By Fr. Jean-Michel Amouriaux, CJM
Father General of the Congregation of Jesus and Mary
In these days of joy and light, we celebrate the birth of Jesus, Savior of the world, and we let the sublime words of a contemporary of our founder Saint John Eudes, named Angelus Silesius (1624-1677), to resound, exhorting us to welcome the newborn child from the manger: "Would Christ have been born a thousand times in Bethlehem, if he had not been born in you, he would have been born in vain. God must be born in you. Christ would have been born a thousand times in Bethlehem, if he was not born in you, you remain dead forever. "Here is a powerful key to open the door to the mystery of faith: what we celebrate is realized in us. Celebrating the birth of Christ without letting him be born, grow, live and reign in us would be in vain.
When we celebrate the birth of Jesus in Bethlehem, we celebrate within us the birth of "the New Man that has been created on God’s principles, in the uprightness and holiness of the truth. "(Eph 4:24) Of course we rejoice over what happened at that moment in history, but for us believers, it is not a past event, but "today in the city of David a Savior has been born to us, he is Christ the Lord. "(Lk 2:11), and this place of his birth, the city of David, this Bethlehem is us! Christ makes his dwelling place in us as he promised, and nothing can separate us from him; he is at home in us! We welcome him, we bless him, we sing to him as the guest of our hearts, filling them with his light. All the lights of Christmas are in truth the glittering of the graces that the Lord lights up in our souls to enter into his feelings and dispositions, so that we can finally live in his image and likeness as he originally created us (cf. Gen 1:26). All the gifts we exchange with one another are signs of the extraordinary gift that God has given us by giving us his beloved Son, for his presence is our salvation! Indeed, the covenant that is sealed in the Incarnation of the Word can never again be destroyed because Christ has risen, in his person he has united man to God for all eternity. This is what we contemplate with wonder in these days of the Nativity.

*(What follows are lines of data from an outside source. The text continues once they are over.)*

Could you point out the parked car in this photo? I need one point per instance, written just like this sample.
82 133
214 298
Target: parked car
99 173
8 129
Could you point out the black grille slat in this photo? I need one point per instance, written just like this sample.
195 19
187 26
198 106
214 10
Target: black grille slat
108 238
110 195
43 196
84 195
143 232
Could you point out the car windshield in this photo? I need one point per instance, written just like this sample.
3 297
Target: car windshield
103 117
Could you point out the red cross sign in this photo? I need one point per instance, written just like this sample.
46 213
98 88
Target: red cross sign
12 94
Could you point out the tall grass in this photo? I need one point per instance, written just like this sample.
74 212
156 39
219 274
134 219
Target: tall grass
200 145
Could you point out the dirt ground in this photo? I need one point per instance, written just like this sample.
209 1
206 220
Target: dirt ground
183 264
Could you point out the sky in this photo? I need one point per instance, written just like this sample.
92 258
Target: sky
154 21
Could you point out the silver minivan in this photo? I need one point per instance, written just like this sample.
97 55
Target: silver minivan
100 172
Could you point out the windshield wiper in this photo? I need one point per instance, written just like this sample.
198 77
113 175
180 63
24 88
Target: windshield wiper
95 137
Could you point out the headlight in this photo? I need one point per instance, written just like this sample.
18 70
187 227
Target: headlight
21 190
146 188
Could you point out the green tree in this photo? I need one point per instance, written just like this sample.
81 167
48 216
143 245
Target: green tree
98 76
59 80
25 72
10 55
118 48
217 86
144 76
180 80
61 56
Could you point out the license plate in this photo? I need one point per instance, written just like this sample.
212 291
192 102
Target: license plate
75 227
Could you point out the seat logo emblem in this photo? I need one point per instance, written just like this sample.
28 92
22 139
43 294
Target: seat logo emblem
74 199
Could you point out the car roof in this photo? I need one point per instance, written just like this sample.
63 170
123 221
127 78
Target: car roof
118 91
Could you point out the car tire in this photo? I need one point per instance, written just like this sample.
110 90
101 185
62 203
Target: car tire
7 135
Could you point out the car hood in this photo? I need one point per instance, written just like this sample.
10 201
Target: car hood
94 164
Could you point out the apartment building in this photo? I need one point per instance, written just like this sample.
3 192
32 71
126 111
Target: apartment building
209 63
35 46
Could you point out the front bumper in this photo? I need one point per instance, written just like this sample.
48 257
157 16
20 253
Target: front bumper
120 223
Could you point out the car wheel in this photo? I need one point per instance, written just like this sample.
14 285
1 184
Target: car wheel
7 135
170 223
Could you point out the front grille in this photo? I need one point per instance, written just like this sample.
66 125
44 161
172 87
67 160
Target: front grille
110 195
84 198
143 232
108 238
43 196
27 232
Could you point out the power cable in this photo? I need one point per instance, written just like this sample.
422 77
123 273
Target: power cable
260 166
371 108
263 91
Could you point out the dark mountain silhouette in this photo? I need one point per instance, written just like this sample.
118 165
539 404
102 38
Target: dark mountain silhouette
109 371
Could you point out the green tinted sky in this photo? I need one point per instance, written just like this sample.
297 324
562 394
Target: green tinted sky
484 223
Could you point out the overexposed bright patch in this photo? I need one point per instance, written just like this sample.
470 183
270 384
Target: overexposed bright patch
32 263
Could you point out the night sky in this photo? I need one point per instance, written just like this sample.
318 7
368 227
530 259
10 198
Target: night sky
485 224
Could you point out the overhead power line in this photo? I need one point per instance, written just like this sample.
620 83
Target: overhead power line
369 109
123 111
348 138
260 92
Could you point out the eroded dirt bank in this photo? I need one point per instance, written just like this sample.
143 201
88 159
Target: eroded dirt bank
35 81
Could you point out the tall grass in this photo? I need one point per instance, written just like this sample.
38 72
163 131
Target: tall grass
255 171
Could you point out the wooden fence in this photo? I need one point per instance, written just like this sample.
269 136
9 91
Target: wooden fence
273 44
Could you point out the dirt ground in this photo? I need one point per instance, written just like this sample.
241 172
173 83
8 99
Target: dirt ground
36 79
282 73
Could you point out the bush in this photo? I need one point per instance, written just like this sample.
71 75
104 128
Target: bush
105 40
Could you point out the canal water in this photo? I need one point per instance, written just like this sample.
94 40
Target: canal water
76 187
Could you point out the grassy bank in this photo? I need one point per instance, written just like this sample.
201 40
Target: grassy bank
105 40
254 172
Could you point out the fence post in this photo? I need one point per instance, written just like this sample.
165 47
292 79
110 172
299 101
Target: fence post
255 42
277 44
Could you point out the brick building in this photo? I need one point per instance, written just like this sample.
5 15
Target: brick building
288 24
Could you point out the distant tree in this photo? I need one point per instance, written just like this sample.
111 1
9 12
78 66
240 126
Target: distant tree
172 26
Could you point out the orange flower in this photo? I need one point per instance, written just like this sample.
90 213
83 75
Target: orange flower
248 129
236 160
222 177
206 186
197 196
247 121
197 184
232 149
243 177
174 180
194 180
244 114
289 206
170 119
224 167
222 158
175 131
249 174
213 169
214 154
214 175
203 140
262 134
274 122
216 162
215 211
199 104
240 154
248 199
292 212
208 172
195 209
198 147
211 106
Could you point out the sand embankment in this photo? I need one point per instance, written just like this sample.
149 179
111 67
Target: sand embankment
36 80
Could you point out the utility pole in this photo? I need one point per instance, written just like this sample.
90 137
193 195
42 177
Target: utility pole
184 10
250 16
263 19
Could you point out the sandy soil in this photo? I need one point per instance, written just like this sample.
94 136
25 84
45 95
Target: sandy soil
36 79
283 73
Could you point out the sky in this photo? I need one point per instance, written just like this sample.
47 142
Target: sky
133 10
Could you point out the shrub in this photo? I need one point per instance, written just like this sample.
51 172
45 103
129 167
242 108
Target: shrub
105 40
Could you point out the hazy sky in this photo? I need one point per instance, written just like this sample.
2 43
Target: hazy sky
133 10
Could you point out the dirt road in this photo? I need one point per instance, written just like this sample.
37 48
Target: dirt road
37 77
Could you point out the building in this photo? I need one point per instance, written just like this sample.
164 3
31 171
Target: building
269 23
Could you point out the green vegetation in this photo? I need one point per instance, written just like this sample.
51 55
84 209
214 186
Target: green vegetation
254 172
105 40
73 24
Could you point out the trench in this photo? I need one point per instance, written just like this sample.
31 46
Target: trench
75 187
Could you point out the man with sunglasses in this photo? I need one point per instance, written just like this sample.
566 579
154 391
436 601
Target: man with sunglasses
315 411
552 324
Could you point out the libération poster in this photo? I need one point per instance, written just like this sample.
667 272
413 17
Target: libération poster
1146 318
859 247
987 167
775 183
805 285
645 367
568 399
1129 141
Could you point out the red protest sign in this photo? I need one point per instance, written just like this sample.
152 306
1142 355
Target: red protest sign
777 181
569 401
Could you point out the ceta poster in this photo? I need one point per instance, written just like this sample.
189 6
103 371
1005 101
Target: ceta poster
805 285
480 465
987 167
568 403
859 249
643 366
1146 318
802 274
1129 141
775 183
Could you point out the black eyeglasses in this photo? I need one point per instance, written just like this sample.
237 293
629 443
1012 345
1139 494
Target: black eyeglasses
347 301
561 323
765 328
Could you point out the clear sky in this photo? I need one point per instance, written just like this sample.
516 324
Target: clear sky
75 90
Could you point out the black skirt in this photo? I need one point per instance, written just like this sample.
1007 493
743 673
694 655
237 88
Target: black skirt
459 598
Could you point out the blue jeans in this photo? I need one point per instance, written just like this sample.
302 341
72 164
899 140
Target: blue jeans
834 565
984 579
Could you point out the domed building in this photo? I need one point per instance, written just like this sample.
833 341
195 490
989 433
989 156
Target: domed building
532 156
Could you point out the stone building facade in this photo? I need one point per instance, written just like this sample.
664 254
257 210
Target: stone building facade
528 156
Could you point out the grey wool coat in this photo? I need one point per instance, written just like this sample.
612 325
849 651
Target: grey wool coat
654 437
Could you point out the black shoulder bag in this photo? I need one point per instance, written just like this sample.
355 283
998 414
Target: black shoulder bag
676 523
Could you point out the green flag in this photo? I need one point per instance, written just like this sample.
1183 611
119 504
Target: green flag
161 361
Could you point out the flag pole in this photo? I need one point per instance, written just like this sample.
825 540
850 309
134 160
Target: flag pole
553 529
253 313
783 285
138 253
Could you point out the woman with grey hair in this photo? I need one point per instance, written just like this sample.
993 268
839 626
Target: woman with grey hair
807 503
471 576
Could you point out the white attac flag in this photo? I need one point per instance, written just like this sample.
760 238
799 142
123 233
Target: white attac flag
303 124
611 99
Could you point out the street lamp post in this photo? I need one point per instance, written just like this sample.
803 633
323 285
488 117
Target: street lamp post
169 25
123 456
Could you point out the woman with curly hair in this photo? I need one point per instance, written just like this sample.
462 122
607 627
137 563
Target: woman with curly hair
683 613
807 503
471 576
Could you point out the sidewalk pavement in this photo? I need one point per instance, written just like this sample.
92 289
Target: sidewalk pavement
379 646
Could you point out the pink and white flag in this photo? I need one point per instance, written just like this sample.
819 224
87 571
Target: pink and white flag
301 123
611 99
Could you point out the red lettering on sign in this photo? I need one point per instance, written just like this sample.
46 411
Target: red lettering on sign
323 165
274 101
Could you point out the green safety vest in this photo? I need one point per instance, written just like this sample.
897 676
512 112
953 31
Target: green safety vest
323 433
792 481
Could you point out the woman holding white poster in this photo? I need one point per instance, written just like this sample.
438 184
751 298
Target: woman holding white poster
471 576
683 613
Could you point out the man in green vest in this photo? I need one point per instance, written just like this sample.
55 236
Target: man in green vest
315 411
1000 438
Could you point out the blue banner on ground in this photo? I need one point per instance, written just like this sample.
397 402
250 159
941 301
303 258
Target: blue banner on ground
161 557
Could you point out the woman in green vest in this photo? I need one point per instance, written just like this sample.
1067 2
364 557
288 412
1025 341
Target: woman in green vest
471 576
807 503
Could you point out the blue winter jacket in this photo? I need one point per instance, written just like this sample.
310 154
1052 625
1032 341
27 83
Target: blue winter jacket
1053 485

In celebrating the birth of Jesus in us, we must welcome his growth in us, to live his life and walk in his ways. As the Catechism of the Catholic Church (no. 521) says: “Christ enables us to live in him all that he himself lived, and he lives it in us.” This is what St. John Eudes preached throughout his life as a missionary priest: “We must continue and fulfill in us the states and mysteries of Jesus, and pray to him often that he may consummate and fulfill them in us and in all his Church. For the Son of God intends to put a share in, and to do as an extension and continuation of, his mysteries in us and in all his Church, by the graces he wishes to communicate to us and by the effects he wishes to bring about in us through these mysteries. And by this means he wants to accomplish them in us” (Life and Kingdom of Jesus in Christian Souls, Complete Works, 1 p. 310). We allow Jesus to communicate to us the dispositions of his Heart on the day of his birth, in the simplicity of evangelical childhood, surrendering himself confidently into the hands of the Father, into the hands of his parents Mary and Joseph. We see the poverty in which Jesus was born and we ask for that poverty without which we cannot live the first Beatitude: "Blessed are the poor in spirit, the kingdom of Heaven is theirs" (Mt 5:3). Yes, let us enter into the "feelings of Christ" (Phil 2:5) so that they may become ours, and thus we will be living images of the Son of God, joyful witnesses of God's presence in this world, heralds and builders of the Kingdom.